YOGYAKARTA – Anggota MPR RI, Sukamta, menegaskan bahwa sebagai negara dengan bentang geografis yang luas dan populasi yang majemuk, Indonesia sangat membutuhkan instrumen perekat sosial yang kuat. Hal tersebut ia sampaikan dalam agenda Sosialisasi Empat Pilar MPR RI yang dihadiri oleh 150 Guru Sekolah Islam Terpadu (SIT) se-DIY di Hotel Tasneem, Senin, 15 Desember 2025.

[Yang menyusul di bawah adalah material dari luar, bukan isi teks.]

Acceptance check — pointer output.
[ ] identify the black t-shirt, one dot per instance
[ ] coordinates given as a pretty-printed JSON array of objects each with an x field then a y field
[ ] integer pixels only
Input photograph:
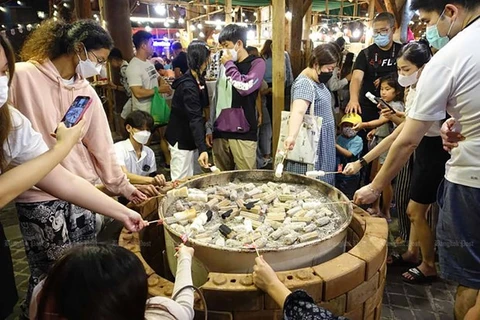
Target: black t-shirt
[
  {"x": 181, "y": 62},
  {"x": 375, "y": 63}
]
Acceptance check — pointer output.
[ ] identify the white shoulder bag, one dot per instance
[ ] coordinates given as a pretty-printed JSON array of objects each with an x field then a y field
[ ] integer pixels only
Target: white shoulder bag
[{"x": 305, "y": 150}]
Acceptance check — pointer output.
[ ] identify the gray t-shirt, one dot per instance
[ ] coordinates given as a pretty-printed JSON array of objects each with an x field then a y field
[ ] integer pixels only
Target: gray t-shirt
[{"x": 141, "y": 74}]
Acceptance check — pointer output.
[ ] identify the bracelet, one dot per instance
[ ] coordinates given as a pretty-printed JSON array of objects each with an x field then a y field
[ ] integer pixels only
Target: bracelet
[
  {"x": 363, "y": 162},
  {"x": 376, "y": 193}
]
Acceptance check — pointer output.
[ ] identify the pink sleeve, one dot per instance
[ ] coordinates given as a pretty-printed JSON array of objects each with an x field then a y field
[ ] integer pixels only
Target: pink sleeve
[{"x": 99, "y": 143}]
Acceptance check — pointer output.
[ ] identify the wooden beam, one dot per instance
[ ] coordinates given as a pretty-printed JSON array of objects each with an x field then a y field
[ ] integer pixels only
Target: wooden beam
[
  {"x": 278, "y": 73},
  {"x": 228, "y": 11},
  {"x": 296, "y": 27},
  {"x": 307, "y": 4}
]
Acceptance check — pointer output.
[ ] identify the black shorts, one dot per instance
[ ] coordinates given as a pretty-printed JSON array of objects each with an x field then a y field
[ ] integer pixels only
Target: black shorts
[{"x": 428, "y": 170}]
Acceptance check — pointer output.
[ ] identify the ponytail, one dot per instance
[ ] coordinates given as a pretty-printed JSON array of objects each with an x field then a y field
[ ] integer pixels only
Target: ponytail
[{"x": 56, "y": 38}]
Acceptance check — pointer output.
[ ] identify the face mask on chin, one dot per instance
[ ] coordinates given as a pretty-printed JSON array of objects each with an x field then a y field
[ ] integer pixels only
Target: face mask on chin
[
  {"x": 407, "y": 81},
  {"x": 3, "y": 90},
  {"x": 142, "y": 136},
  {"x": 86, "y": 68},
  {"x": 433, "y": 36},
  {"x": 382, "y": 40}
]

Dalam forum tersebut, Sukamta menjelaskan bahwa Pancasila, UUD 1945, NKRI, dan Bhinneka Tunggal Ika merupakan anugerah besar yang berfungsi merajut persamaan persepsi kebangsaan. Keempat pilar ini menjadi fondasi utama dalam membangun bangsa yang kokoh di atas segala perbedaan suku dan budaya.
"Kita harus bersyukur memiliki alat pemersatu yang mampu mengikat keberagaman ini menjadi satu kekuatan. Empat Pilar MPR RI adalah panduan kita dalam bermasyarakat dan bernegara," ujar Sukamta di hadapan para pendidik.
Secara khusus, legislator dari PKS ini menyoroti kedudukan Pancasila sebagai ideologi dan dasar negara yang harus dijunjung tinggi oleh seluruh lapisan masyarakat. Ia mengingatkan agar tidak ada pihak yang merasa paling benar atau mengklaim diri sebagai sosok yang "paling Pancasilais" sembari mendiskreditkan kelompok lain. Menurutnya, sikap eksklusif semacam itu justru mencederai jiwa dan perasaan rakyat Indonesia yang menjunjung tinggi kebersamaan.
Di hadapan para guru, Sukamta juga menekankan pentingnya saling mengingatkan untuk memegang teguh nilai-nilai kebangsaan tersebut, terutama saat memasuki periode kompetisi politik. Ia menilai pemahaman yang matang mengenai Empat Pilar akan menjadi benteng bagi persatuan bangsa agar tidak mudah retak akibat persaingan.
"Empat Pilar sebagai perekat kesatuan bangsa menjadi sangat krusial agar harmoni tetap terjaga di tengah dinamika apa pun yang dihadapi negara ke depan," pungkasnya.